Excerpt:
The Constitution’s Sixth Amendment guarantees the right to a speedy and public trial to all individuals accused in a criminal prosecution. But that right is infrequently exercised in the modern American justice system. In most jurisdictions, at both the federal and state levels, few criminal defendants go to trial. The vast majority of cases are settled without trial largely thanks to the widespread use of plea bargaining.
When a defendant agrees to a plea bargain, they enter a guilty plea in exchange for prosecutorial concessions, such as lesser charges or a reduced sentence.
There are several different types of plea bargain. One of the most commonly used is charge bargaining, where a defendant agrees to plead guilty to a lesser charge, often carrying either a lower maximum sentence or lacking a mandatory minimum sentence, than the one with which they were originally charged or presented. Charge bargaining can also involve a defendant agreeing to plead guilty to one or more of the original charges, with the prosecutor agreeing to drop the rest.

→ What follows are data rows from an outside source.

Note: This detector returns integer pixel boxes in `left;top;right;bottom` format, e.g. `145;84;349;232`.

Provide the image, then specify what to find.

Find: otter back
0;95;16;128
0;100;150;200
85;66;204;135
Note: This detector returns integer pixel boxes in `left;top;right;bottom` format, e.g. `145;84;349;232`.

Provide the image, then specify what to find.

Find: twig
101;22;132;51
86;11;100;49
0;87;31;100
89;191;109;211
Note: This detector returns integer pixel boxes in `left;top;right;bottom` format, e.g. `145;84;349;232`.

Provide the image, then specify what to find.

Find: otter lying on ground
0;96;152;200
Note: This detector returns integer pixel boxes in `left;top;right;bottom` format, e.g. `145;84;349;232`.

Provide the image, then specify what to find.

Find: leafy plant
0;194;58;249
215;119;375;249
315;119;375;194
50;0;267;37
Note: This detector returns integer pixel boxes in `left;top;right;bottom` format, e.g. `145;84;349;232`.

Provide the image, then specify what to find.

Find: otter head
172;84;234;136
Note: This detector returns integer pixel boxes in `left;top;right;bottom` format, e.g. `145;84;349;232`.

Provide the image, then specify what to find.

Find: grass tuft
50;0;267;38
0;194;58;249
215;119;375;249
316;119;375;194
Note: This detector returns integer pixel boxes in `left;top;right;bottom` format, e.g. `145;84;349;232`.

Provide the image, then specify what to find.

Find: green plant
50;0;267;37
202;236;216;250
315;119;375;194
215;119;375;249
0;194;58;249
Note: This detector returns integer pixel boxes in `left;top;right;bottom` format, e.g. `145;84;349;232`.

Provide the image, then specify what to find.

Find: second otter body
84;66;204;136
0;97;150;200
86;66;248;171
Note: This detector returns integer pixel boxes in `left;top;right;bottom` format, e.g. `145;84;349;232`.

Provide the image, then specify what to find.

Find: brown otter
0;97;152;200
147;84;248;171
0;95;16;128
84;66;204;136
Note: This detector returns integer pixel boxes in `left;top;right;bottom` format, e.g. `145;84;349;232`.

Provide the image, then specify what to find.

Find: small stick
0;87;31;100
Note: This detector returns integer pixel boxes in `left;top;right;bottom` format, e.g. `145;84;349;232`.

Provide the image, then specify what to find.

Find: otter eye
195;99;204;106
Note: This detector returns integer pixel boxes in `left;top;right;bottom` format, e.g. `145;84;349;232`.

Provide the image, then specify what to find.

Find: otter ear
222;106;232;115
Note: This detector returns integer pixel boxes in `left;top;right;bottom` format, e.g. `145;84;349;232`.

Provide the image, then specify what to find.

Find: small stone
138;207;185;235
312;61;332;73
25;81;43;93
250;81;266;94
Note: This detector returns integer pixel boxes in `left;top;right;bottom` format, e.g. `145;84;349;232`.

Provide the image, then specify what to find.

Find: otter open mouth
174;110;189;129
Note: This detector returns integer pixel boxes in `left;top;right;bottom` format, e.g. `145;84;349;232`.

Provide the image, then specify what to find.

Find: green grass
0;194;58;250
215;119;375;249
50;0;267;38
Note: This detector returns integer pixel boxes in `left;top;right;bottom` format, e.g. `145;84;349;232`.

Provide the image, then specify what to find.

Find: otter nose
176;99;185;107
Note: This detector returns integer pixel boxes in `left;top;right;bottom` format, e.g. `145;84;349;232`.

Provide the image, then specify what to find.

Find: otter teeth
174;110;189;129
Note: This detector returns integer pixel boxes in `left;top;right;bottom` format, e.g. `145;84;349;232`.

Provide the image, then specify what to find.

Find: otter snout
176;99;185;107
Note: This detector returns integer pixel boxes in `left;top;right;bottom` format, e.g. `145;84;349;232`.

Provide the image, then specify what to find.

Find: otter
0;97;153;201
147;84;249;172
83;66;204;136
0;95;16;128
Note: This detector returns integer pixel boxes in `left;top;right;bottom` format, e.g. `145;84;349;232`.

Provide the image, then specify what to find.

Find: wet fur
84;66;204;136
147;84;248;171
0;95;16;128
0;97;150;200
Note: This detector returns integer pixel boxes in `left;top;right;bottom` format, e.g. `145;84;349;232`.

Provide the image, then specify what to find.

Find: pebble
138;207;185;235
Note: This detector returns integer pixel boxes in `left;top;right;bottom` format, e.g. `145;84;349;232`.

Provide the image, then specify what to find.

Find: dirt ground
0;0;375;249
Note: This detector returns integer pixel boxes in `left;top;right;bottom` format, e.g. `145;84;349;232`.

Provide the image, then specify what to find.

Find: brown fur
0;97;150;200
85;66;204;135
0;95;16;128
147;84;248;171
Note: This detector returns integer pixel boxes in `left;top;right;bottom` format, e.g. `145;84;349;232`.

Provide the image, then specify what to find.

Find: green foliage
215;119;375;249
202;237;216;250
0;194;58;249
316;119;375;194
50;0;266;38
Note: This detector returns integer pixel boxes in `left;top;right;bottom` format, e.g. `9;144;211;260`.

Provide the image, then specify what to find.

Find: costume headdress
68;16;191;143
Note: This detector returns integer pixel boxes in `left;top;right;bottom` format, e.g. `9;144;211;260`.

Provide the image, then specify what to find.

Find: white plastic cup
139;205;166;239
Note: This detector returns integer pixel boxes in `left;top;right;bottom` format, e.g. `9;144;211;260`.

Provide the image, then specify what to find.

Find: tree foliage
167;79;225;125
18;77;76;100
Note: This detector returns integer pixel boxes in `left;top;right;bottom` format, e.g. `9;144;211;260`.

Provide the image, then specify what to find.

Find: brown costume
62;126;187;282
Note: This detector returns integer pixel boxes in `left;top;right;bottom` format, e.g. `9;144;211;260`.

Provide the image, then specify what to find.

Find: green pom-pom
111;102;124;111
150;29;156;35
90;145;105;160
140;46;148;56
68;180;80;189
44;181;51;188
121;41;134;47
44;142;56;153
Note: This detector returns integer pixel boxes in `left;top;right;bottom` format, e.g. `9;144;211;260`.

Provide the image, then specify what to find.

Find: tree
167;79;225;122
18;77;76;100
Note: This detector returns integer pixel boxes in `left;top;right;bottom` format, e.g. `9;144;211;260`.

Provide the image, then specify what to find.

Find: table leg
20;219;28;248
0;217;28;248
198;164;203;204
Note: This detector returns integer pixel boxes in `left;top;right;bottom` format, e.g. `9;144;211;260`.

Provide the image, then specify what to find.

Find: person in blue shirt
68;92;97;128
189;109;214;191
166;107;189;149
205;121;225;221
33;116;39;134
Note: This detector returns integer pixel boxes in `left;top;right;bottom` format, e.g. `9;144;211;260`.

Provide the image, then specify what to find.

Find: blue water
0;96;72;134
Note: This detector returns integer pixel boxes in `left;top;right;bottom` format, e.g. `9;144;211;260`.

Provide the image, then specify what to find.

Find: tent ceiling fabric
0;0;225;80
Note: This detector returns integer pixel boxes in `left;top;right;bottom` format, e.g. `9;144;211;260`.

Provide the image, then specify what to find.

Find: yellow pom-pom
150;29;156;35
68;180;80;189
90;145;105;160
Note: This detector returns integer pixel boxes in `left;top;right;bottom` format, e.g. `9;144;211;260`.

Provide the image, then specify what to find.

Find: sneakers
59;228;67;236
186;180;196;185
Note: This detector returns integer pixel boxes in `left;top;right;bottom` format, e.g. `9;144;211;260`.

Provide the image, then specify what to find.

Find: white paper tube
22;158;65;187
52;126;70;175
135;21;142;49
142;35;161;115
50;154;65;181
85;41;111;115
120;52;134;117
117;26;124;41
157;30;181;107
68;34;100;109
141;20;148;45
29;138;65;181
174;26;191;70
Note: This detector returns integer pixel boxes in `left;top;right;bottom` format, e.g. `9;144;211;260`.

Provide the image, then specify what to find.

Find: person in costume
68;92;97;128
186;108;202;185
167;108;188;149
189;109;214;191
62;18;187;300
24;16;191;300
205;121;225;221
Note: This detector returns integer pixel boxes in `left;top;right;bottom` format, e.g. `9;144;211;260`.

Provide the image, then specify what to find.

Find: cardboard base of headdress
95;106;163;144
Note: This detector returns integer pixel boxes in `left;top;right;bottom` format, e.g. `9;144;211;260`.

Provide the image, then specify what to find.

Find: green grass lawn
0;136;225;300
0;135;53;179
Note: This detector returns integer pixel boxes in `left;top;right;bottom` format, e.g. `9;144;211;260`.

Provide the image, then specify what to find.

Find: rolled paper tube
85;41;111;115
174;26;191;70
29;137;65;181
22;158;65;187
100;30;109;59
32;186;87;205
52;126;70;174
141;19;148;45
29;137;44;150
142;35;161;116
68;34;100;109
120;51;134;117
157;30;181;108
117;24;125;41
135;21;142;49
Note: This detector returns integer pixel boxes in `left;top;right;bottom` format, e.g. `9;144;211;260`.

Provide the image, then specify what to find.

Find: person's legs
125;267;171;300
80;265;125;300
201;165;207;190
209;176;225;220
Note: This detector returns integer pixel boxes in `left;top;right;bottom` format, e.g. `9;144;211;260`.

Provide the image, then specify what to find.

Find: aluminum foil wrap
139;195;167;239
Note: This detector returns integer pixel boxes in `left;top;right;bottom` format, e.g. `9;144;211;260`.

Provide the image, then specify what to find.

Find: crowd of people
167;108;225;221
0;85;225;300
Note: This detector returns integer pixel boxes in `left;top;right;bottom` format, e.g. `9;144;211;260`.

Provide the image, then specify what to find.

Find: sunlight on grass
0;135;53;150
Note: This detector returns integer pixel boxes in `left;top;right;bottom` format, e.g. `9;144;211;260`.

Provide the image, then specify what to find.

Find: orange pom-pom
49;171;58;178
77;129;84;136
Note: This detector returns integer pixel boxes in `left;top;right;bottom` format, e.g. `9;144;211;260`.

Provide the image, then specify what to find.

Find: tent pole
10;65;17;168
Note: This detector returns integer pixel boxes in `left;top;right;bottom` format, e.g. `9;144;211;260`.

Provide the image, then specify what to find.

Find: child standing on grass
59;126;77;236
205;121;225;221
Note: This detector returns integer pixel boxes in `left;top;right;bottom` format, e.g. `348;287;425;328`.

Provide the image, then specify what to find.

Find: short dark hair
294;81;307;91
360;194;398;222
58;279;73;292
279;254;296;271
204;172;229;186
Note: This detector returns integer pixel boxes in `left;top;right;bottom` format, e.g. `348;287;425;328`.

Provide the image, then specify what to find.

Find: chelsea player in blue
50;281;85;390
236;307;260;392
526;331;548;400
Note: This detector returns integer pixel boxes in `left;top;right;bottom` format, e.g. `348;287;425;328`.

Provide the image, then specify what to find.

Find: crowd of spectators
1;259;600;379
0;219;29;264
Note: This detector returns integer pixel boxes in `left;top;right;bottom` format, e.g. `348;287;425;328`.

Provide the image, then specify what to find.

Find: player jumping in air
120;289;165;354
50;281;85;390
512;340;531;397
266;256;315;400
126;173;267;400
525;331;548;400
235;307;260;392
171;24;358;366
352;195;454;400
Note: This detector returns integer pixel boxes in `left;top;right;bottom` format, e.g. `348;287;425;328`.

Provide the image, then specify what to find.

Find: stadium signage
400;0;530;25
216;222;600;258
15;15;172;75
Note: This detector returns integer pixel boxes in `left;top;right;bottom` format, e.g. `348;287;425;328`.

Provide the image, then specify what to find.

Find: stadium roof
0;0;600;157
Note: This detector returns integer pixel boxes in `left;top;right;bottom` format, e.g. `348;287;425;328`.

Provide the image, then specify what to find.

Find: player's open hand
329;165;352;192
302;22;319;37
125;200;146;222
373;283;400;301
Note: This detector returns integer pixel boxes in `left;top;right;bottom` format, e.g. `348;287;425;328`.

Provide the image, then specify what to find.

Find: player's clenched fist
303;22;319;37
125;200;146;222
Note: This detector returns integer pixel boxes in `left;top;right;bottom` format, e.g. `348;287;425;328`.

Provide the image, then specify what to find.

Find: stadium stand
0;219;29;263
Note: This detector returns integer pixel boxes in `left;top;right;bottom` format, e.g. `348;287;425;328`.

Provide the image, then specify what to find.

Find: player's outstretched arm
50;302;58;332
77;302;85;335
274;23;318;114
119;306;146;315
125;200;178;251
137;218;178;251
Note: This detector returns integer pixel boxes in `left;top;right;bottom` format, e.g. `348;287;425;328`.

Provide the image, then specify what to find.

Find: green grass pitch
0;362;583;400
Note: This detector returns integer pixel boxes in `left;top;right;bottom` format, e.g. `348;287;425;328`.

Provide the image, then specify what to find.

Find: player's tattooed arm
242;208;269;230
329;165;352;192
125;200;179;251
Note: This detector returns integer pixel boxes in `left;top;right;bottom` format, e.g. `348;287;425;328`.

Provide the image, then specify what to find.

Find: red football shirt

Another type of plea bargain is a sentence bargain, where the defendant pleads guilty with the agreement that either the prosecutor will recommend or the judge will impose a lower sentence or sentencing range. Plea bargains can also involve fact bargaining, where the prosecutor and defendant negotiate over the facts that will serve as the basis for a charge.
It’s a practice that has both supporters—who argue that reduced sentences benefit defendants and help streamline the justice system—and detractors—who argue the practice is coercive, enables corrupt prosecutorial behavior, and erodes the right to trial.